Rencontres du Cygne avec les adhérents,
le 2 juin 2017, dans les salons de l’Hôtel Bedford

 

Une merveilleuse soirée avec Nadine Denize, notre grande mezzo, dont une bonne partie de la carrière s’est déroulée à l’étranger – on sait qu’une des spécialités françaises, c’est d’ignorer le talent de ses ressortissant(e)s…

Annie Benoit présente notre invitée, puis Nadine Denize évoque quelques chapitres de sa vie. Enfin, c’est un échange animé avec la salle, qui bruisse de questions ! Mais, malgré tous nos efforts, nous n’arriverons pas à lui faire proférer quelques petites méchancetés sur ses collègues : la chipie qui se prend pour une diva, le chef caractériel… Nadine Denize est trop gentille !

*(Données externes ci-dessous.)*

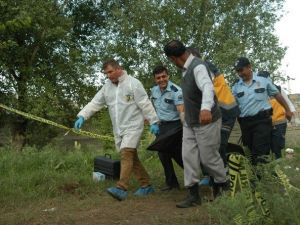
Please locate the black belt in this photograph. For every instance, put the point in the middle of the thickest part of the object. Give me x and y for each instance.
(260, 115)
(167, 122)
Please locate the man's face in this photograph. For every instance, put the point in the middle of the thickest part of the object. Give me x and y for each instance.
(176, 61)
(161, 79)
(113, 73)
(245, 73)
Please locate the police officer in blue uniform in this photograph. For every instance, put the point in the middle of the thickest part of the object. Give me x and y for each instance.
(252, 94)
(168, 102)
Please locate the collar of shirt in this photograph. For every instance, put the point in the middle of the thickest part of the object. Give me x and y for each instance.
(187, 63)
(254, 79)
(123, 76)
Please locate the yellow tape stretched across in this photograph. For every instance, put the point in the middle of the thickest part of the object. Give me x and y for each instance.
(42, 120)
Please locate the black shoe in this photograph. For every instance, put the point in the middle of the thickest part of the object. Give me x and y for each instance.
(192, 199)
(220, 188)
(169, 188)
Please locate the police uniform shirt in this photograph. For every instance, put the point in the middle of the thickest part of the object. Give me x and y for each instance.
(254, 97)
(165, 101)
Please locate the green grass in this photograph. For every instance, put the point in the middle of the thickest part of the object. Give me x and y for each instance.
(284, 205)
(39, 176)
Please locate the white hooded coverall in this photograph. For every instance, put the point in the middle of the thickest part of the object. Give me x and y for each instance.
(128, 105)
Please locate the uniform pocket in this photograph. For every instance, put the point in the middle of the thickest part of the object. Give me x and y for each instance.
(260, 94)
(169, 101)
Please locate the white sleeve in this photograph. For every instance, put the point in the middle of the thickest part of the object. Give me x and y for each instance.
(288, 101)
(144, 103)
(205, 85)
(94, 105)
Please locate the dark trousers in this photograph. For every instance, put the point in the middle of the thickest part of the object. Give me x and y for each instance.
(256, 135)
(167, 155)
(278, 139)
(227, 125)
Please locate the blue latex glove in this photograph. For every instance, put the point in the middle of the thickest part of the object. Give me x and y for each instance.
(79, 122)
(154, 129)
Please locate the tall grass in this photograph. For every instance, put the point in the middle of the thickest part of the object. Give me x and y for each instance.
(36, 174)
(284, 204)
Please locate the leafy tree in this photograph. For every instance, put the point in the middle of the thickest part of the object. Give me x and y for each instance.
(222, 30)
(51, 50)
(46, 60)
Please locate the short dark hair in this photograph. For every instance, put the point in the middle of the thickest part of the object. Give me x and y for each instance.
(110, 62)
(159, 69)
(174, 48)
(241, 63)
(194, 51)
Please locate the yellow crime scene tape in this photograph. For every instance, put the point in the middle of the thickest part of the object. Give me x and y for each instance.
(49, 122)
(239, 176)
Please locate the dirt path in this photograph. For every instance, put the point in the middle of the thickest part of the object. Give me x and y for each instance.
(156, 209)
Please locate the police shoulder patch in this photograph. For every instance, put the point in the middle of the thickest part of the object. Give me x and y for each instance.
(173, 88)
(264, 74)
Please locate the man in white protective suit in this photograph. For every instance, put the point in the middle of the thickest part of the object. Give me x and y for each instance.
(128, 105)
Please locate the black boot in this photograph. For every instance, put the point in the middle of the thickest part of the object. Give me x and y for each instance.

Elle est entrée au Conservatoire de Paris dans la classe de Camille Maurane, puis a étudié avec Germaine Lubin. Celle-ci l’envoie auditionner à Bayreuth, où Wolfgang Wagner lui conseille de revenir dans 10 ans… En fait, Nadine Denize ne chantera jamais à Bayreuth. Pour chanter à Bayreuth, il faut être libre pendant trois mois, à peu près depuis le mois de mai, et son agent n’a jamais fait en sorte qu’elle soit suffisamment disponible…

Son premier Ring est à Genève, avec Hans Sotin ; sa chance, et sa première Kundry – elle n’a que trente ans -, elle la doit à Rolf Liebermann : Nadine Denize chantait une fille-fleur sous la direction de Horst Stein, tout en travaillant le rôle de Kundry. Un soir où la titulaire du rôle, Régine Crespin, est souf­frante, elle la remplace, et Liebermann la redeman­dera l’année suivante, où elle sera, cette fois, la titu­laire du rôle, face à John Vickers.

Le verre de l’amitié avec Nadine Denize

Kundry est, avec Eboli, le rôle qu’elle a le plus chanté. Mais elle a interprété aussi Marguerite, Cassandre dans les Troyens (les rôles de ses débuts), Venus, Brangäne, Ortrud, Clytemnestre dans Elektra, La femme sans ombre, Santuzza dans Cavaleria Rusticana… et bien d’autres rôles ! Le plus difficile – un travail long et ingrat – c’est d’apprendre les langues étrangères, le hongrois pour Le Château de Barbe-Bleue, ou le terrible tchèque pour les Janáček : Katja Kabanova, Jenůfa…

Parmi les chefs d’or­ches­tre qui l’ont marquée, il y a Georges Prêtre (pour Werther et Les Troyens), une personnalité rayon­nante, mais très exigeante, et aussi Karajan, qui était, dit-elle, et Clym le confirme, un homme charmant. Nadine Denize a aussi beau­coup travaillé avec Michel Plasson, ce grand défenseur de la musique française.

À quoi attribue-t-elle son exceptionnelle carrière ? À sa fidélité à Wagner… et au fait qu’il y a trente ou quarante ans, les chanteurs n’étaient pas piégés dans un système marketing où il est à peu près impossible de refuser un rôle sans risquer de se faire placardiser, même si on sait qu’on va se faire du mal…

La soirée se termine par un cocktail, aussi sympathique que délicieux.